French charity group Doctors Without Borders (MSF) said late Monday in a tweet that it had completed "a critical rescue" of another 105 people onto the Ocean Viking, raising the total number of migrants on board ship to 356.

Another 150 migrants remain on board the Spanish charity vessel, the Proactiva Open Arms.

Salvini tells rescue ships to steer clear of Italy

Italy's hard-line interior minister Matteo Salvini reiterated on Tuesday his intent on making sure the two migrant ships don't enter Italian ports.

Salvini, the leader of the far-right League, who has seen his popularity in Italy soar since he took office last year and launched a fierce anti-immigration crackdown, said the boats were not Rome's problem.

"I am at work in the ministry this morning to prevent more than 500 migrants from disembarking from two NGO boats, one French and one Spanish," Salvini wrote on Facebook.

"I will let you know how this ends. I will not give up."

Earlier this month, Salvini introduced a new law hiking fines for ships that enter Italian waters without authorisation to up to $1.12 million (1 million euros). It also provides for the arrest of captains who ignore orders to stay away and calls on naval authorities to seize their boats automatically.

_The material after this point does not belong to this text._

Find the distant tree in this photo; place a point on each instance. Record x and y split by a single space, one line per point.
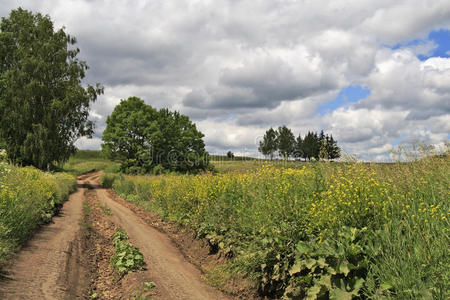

Salvini said Libya had offered to take back the migrants aboard the Ocean Viking and said Open Arms should go to Spain.

Spain's reaction

Spain said Italy should deal with the migrants with immediate care.

"International law states that a rescue takes place in the closest safe port. Without doubt, right now that means Italy. If it was us, we would do it," Spain's acting development minister Jose Luis Abalos told Telecinco television on Tuesday.

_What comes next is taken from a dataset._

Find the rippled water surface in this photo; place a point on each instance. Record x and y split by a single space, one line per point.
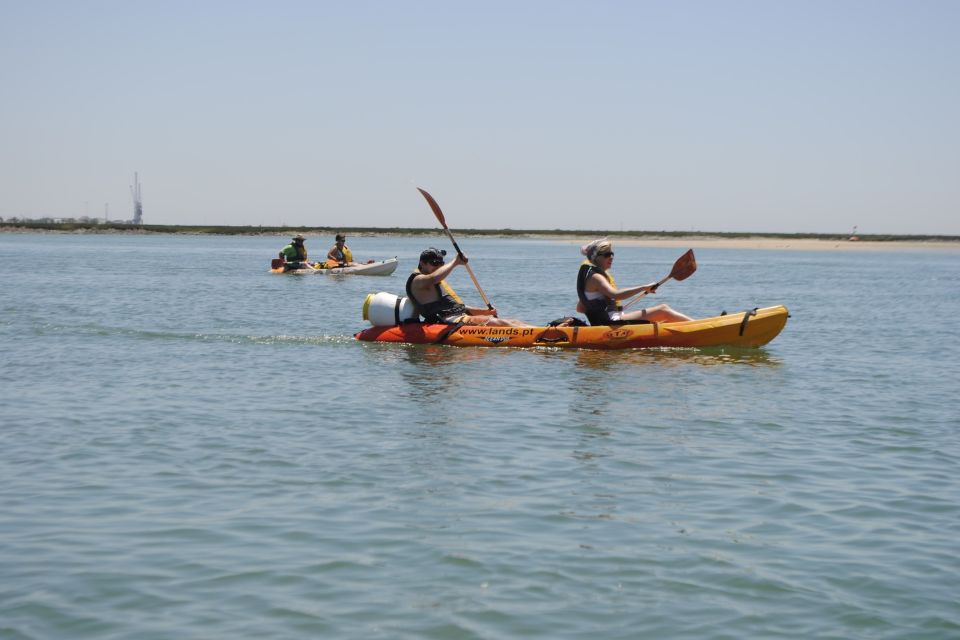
192 447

However, he also said Europe needed to forge a "wider" policy to handle migrant arrivals from Africa.

Italy has taken in more than 600,000 boat migrants since 2014, but new arrivals have fallen sharply over the past two years, with the decline accelerating over the past year.

Latest figures say 4,265 migrants have reached Italy so far in 2019, down 78 percent on the same period in 2018 and down 96 percent on 2017 levels.

Calls for action

Doctors Without Borders has ruled out taking migrants to violence-plagued Libya, saying migrants are routinely tortured and abused there. 

Open Arms has called for the European Union to coordinate the re-distribution of the migrants around the bloc.

The United Nations' refugee agency called on European governments to intervene, warning that storms were approaching.

"To leave people who have fled war and violence in Libya on the high seas in this weather would be to inflict suffering upon suffering," said Vincent Cochetel, UNHCR Special Envoy for the Central Mediterranean.

"They must be immediately allowed to dock, and allowed to receive much-needed humanitarian aid."

The UNHCR says nearly 600 people have died or gone missing in waters between Libya and Italy this year.

The European Commission says it's urging member countries to take action and is offering support, but has no power to intervene.